My mouth falls open. Liquid sloshes from the bottle before Ms. Rose can return it to the counter. “I’m so sorry,” she says between coughs. “It’s not the smell, I just – I just –“ and she can’t finish. She excuses herself into the hallway, rushing to the washroom no doubt. All the way out, she insists it’s not the scent, but judging by the looks on my classmates’ faces, I know better.
I find myself at the Tex-Mex bar after class.
* * *
It has been years now since I took that class. I smell the world as if it’s made of wine – the pink blossoms of spring, the dusty settling of earth in a rainstorm, the softness of a newborn’s skin. I don’t even miss the cigarettes anymore.
My husband and I finish our brunch. Shaking the crumbs from my lap, I inhale the salty air and melt into the view. Today is a sunny, cool day on British Columbia’s west coast. I reach for my husband’s arm as we wander the pier in search of a gift for his mother. That’s how I end up in this particular perfumerie.
The smells take me right back to that class – some too bright to please, and some to heavy to delight. I strike up a conversation with the owner, a wrinkled waif of a woman.
“My my my, you really seem to know a lot about fragrances,” she says.
I blush. “Ms. Rose wouldn’t agree.” I sigh and turn to the next bottle when my husband steps forward and begins to boast about my scent. “Original,” he calls it. “Like a calm mid-spring morning, without all the allergies.”
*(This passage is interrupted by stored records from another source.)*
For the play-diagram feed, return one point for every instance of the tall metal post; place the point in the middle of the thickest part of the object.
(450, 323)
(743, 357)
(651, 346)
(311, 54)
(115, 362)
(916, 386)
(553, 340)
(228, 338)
“A mornin’ like this one?” the owner jokes. Her finger flies skyward. “Wait! We have somethin’ not too different from what you’re describin’. Hold yourselves here a moment.”
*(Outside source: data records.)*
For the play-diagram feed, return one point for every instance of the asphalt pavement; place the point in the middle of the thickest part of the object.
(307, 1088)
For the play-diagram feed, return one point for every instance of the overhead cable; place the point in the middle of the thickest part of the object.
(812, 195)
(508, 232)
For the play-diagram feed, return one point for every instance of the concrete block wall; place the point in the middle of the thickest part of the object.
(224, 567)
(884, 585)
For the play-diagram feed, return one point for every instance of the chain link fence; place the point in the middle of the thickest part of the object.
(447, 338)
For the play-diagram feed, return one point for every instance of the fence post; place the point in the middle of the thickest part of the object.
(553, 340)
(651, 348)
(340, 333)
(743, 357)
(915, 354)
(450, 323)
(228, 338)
Moving without the slightest hint of ease, she disappears in the back. I raise my eyebrows at my husband, and to my surprise, I see him leaning far over the counter, eager. I join him.
“Here it is! Found it!” the owner squeals, popping out from the storeroom with a bottle high overhead. “I been hidin’ this one back there for a while now. Can’t seem to keep ‘em in stock, but I like ‘em too much to let ‘em all go. Makes for a great bath oil, I tell ya.”
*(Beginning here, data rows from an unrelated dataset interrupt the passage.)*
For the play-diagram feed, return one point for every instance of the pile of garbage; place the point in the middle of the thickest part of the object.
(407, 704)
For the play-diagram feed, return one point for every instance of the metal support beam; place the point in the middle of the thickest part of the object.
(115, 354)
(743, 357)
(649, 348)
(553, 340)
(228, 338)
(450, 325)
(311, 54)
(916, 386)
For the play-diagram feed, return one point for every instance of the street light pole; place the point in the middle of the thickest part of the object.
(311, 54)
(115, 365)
She uncaps the lid and slides the bottle over to my husband. Nostrils flared, he leans in. “Holy shit!” he says, waving me over.
I rub my nose to clear it of the lilac I just whiffed. My husband grins like it’s Christmas and hands over the bottle. I nod as I raise it to my face. And then…
…biscuits! Bacon! And bottomless carafes. “It’s my scent! Baby, it’s my scent!”